Public-sector unions now face the biggest challenge in their history. Governments almost everywhere—particularly in the rich world—are being forced to cut back public spending. Many governments (for example in Ireland, Greece and Spain) are cutting public-sector pay. Others (for example in Japan and America) are freezing it. Greece is increasing the retirement age from 58 to 63 and making it possible to fire public servants. Britain is cutting government departments by as much as a quarter, and is reviewing pensions.
In the United States several rising Republican governors are keen to turn the short-term struggle over pay and benefits into a bigger battle about trade-union power. New Jersey’s Chris Christie and Minnesota’s Tim Pawlenty have both eagerly taken on the new “privileged class” of public-sector workers. Do the public exist to serve public-sector workers with their high pay and inflated benefits, they ask, or do public-sector workers exist to serve the public?

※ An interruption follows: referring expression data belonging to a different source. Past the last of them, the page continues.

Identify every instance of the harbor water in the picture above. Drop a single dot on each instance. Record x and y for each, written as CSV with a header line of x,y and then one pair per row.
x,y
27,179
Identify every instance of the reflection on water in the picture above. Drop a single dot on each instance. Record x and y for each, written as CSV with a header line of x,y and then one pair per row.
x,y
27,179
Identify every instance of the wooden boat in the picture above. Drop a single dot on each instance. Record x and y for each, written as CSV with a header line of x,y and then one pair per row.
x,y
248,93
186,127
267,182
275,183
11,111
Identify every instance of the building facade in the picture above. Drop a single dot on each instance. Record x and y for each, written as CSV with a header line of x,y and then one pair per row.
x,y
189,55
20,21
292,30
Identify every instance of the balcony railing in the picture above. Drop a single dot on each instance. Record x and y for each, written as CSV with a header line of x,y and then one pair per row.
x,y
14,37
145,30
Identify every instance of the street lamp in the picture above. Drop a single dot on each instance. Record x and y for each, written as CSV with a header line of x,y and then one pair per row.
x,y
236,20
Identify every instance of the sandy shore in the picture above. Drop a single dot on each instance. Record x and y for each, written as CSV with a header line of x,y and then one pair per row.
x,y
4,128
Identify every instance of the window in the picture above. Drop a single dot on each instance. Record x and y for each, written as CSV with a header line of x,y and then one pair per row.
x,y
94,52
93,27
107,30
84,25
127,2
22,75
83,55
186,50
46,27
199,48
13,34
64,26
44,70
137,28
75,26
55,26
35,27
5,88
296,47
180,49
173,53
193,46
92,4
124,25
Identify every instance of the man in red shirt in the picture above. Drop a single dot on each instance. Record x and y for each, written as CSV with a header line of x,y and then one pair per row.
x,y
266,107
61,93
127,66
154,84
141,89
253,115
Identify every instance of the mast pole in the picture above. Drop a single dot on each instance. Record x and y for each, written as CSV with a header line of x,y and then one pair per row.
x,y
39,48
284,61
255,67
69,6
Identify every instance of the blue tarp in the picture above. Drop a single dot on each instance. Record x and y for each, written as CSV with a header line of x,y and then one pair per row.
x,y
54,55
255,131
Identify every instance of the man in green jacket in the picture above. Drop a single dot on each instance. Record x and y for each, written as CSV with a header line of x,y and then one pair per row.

Tellingly enough, even people on the left are beginning to echo these complaints. Andrew Cuomo, the incoming Democratic governor of New York, is rattling his sabre against public-sector unions despite the fact that they make up an important part of his base. Davis Guggenheim, an impeccably liberal film director whose credits include Al Gore’s “An Inconvenient Truth”, subjected the teachers’ unions to a merciless critique in “Waiting for Superman”, flagellating them for perpetuating a broken system and presenting Randi Weingarten, the head of the American Federation of Teachers, as “something of a foaming satanic beast”, as one reviewer put it.
The unions have responded by proclaiming war on cost-cutting governments. They have already organized strikes and protests. Millions of French workers marched against Nicolas Sarkozy’s modest plans to raise the retirement age by two years. Hundreds of thousands of people have taken to the streets in Ireland and Greece against austerity measures. London Underground workers have repeatedly paralyzed transport in the city. Cities across the US needed to be fumigated after the Occupy Whatever Flea Party came through town after town.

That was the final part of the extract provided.